Signage: VCU Health approved the deployment of zero-tolerance violence prevention signs last fall, Greene says. "The introduction of those signs started at 14 of the primary entrances of our inpatient facilities. We did an additional rollout of a slightly different version of the signs at our 45-plus ambulatory locations," he says.
Visitor identification: In February, VCU Health rolled out visitor badging on a trial basis, Greene says. "It's very similar to what is utilized in school systems, where you come into a facility, drop an ID in a scanner, and get a sticker badge with your picture, the destination you are traveling to, and the time that you arrived. We are using self-expiring badges that say 'void' on them after 24 hours," he says.
An upcoming initiative will focus on peer support for staff members who have experienced workplace violence.

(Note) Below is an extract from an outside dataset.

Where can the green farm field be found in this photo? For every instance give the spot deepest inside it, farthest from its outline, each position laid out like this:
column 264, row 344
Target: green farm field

"Although we have seen great progress in the number of the initiatives we have launched and have seen an anticipated increase in reporting, our staff members are now asking for peer support," Trimmer says.
VCU Health wants to move beyond focusing on why patients were becoming violent and what could be done to flag them and introduce intervention resources such as BERRT, she says. "Now, we are hearing our staff members say they want help for the team member who was a victim. The staff wants to know what we are offering for victims. We have initiated a group to work on that issue and we have looked at other organizations to see what they have in place."
Christopher Cheney is the senior clinical care editor at HealthLeaders.
VCU Health has launched a series of workplace violence initiatives over the past five years.
The percentage of VCU Health assaults that result in missed employee time has dropped from a high of 32% to as low as 1%.
In January, VCU Police and security staff conducted 1,300 checks on potentially violent patients.